The Redirect URI serves as the destination for authentication responses and must be configured in your Vercel OAuth application as the Authorization Callback URL.
You will need to obtain two pieces of information from a Vercel OAuth application:
- Vercel Client ID: Application identifier from Vercel
- Vercel Client Secret: Authentication secret for the application
The following sections will guide you through creating an OAuth application in your Vercel account and generating these credentials.
Log in to your Vercel account and navigate to your team Settings tab.
In the left navigation menu, scroll down to select Apps. Click Create to create a new application.
Choose a name for your app, optionally add a logo, and click Save.
In the left navigation menu, ensure that the General tab is selected. Scroll down to the Authorization Callback URLs section, and enter the Redirect URI from the Vercel OAuth configuration in the WorkOS Dashboard. Click Save.
In the left navigation menu, select the Authentication tab. In the Client Authentication Methods section, make sure that client_secret_post is selected.
In the left navigation menu, select the Permissions tab. In the Scopes section, enable the openid, email, and profile scopes to allow the application to read basic user profile information. Click Save.
In the left navigation menu, select the General tab and view your Client ID in the Details section.
In the left navigation menu, select the Authentication tab. Scroll down to the Client Secrets section and click Generate to generate a new Client Secret.
Note the Client ID and Client Secret values as you’ll need them for the WorkOS configuration.
Important: The Client Secret is only shown once. Make sure to copy and store it securely.
Now that you have the Vercel Client ID and Vercel Client Secret from the previous step, return to the WorkOS Dashboard.
In the Vercel OAuth configuration dialog, enable the integration. Paste the credentials from Vercel into their respective fields in the WorkOS Dashboard.
Click Save changes to complete the configuration.

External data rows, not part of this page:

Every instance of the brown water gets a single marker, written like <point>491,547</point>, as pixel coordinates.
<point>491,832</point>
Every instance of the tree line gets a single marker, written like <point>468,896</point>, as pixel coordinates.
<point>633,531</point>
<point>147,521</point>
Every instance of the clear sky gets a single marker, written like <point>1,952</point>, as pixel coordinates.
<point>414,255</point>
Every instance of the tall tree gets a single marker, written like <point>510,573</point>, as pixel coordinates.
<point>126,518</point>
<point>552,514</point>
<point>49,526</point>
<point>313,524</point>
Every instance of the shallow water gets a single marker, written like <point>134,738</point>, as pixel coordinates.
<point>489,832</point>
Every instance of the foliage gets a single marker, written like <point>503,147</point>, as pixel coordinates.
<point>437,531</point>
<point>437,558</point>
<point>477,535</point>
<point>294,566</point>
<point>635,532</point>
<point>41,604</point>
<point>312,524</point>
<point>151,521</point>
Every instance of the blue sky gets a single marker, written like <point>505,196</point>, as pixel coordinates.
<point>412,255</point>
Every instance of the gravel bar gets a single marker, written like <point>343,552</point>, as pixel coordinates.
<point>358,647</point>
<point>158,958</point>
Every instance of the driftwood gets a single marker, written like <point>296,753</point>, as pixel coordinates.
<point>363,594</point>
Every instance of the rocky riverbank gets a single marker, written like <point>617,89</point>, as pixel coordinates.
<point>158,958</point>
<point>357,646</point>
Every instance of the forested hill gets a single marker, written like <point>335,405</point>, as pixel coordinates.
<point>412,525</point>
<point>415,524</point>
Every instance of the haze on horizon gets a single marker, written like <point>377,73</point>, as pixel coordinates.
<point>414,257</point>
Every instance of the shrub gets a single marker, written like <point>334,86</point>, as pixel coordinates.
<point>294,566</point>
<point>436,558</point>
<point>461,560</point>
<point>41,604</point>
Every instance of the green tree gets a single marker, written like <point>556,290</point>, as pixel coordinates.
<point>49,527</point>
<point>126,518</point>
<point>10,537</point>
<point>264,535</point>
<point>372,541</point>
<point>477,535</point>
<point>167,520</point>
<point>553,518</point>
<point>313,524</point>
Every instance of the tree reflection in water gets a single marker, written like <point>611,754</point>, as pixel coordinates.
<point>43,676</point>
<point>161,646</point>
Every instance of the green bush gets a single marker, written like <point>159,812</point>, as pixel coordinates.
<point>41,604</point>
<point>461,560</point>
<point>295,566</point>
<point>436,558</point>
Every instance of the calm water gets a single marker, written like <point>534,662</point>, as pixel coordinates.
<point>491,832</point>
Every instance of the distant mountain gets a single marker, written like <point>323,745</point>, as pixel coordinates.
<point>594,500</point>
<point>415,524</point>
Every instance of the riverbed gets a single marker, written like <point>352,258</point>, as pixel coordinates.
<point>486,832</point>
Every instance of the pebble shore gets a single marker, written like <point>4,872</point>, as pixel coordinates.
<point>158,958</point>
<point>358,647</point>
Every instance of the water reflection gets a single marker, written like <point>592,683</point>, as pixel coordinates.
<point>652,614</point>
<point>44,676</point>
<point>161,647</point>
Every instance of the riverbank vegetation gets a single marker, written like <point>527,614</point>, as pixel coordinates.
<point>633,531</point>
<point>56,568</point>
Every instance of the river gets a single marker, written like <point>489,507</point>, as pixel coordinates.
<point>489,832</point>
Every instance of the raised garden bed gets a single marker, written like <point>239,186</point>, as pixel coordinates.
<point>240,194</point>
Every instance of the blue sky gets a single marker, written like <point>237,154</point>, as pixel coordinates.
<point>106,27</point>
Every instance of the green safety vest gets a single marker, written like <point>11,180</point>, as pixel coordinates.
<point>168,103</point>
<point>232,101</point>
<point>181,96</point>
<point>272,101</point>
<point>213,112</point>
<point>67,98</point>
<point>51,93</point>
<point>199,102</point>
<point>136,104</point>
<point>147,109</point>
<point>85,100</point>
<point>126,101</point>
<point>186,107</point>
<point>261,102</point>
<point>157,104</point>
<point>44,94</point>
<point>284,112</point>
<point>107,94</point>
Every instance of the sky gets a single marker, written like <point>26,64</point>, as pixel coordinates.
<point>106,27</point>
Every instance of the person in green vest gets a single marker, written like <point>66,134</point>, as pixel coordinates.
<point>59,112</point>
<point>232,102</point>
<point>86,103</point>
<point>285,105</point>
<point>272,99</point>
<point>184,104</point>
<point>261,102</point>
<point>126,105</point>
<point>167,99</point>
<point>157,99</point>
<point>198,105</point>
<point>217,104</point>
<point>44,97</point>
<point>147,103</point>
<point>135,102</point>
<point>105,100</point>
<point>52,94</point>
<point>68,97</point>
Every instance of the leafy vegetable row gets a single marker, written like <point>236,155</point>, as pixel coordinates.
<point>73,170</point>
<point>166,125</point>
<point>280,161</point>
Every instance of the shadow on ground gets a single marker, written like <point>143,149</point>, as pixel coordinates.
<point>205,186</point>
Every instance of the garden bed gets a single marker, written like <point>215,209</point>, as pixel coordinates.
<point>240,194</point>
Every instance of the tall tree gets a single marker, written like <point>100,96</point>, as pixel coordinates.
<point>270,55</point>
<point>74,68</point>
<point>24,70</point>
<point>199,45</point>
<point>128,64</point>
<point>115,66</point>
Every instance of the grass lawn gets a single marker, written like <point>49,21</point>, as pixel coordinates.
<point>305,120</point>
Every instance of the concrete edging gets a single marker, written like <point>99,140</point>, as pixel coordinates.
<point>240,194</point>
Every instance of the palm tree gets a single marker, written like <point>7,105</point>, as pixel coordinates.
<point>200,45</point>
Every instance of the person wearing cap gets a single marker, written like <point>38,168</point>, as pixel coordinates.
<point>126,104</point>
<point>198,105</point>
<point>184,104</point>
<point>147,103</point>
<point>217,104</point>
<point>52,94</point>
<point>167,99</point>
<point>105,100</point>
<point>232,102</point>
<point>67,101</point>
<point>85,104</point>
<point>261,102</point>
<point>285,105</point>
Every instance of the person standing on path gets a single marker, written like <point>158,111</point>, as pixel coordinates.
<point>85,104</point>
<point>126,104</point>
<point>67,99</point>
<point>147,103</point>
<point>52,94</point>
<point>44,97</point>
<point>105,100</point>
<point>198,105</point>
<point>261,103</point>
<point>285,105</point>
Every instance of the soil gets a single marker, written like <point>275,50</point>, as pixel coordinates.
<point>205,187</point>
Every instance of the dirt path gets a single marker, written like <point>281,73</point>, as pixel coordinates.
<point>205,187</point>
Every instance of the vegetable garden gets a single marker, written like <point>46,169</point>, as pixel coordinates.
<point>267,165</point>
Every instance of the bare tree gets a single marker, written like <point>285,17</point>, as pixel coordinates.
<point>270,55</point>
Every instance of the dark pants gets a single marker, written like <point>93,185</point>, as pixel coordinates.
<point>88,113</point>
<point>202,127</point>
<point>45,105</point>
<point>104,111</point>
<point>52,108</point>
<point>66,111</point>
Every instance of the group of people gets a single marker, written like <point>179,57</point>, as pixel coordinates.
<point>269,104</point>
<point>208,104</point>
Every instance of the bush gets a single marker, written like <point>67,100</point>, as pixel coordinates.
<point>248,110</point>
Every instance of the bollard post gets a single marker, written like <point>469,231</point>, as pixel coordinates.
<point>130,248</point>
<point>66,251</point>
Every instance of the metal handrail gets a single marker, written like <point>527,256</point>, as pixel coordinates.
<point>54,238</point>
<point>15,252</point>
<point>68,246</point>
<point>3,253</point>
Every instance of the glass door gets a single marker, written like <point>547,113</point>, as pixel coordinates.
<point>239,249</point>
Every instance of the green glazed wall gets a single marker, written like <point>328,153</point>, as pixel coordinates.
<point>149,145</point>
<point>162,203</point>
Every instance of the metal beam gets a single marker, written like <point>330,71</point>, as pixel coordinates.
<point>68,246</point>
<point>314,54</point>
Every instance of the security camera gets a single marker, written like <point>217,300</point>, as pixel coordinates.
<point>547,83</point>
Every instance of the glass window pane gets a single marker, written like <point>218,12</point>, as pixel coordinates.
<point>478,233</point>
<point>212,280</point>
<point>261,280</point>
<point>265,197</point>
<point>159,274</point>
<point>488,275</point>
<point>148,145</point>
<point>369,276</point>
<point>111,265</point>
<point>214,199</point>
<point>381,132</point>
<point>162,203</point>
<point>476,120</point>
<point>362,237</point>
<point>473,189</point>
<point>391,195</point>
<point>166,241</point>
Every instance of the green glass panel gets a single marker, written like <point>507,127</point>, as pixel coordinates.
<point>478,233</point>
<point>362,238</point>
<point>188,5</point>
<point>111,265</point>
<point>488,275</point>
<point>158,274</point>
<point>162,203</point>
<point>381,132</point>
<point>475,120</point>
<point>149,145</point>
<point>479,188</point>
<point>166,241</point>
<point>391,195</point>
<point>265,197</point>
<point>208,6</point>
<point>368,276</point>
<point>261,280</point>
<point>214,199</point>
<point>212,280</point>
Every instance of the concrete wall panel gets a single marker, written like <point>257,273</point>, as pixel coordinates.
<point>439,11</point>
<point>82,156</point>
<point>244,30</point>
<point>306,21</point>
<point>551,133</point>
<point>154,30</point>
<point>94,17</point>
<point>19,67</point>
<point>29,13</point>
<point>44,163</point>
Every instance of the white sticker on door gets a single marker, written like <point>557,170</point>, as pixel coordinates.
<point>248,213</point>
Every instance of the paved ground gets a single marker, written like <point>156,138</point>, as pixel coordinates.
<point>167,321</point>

You are now ready to start authenticating with Vercel OAuth. If you are using AuthKit’s Hosted UI, a Continue with Vercel button will be added to your login page.
If you are building your own authentication flows outside of AuthKit’s hosted UI, you will use the provider query parameter in the Get Authorization URL API endpoint to support global Vercel OAuth for any domain. The provider query parameter should be set to VercelOAuth.
How is the WorkOS Vercel OAuth integration different from implementing regular Vercel OAuth flow?
It’s the same Vercel OAuth flow as you could build yourself, but it’s encapsulated within WorkOS SSO. This means you don’t need to build it yourself. In addition to Vercel OAuth, you can use WorkOS SSO to support other identity providers, all with a single integration.
What is the provider query parameter and how is it used in the Vercel OAuth integration?
If you are building your own authentication flows outside of AuthKit’s hosted UI, you can use the provider query parameter in the Get Authorization URL API endpoint to support global Vercel OAuth for any domain. The provider query parameter should be set to VercelOAuth.
What scopes are required for Vercel OAuth?
The openid, profile, and email scopes are required to allow the application to read user profile information necessary for authentication. These scopes provide access to the user’s basic profile data and email address.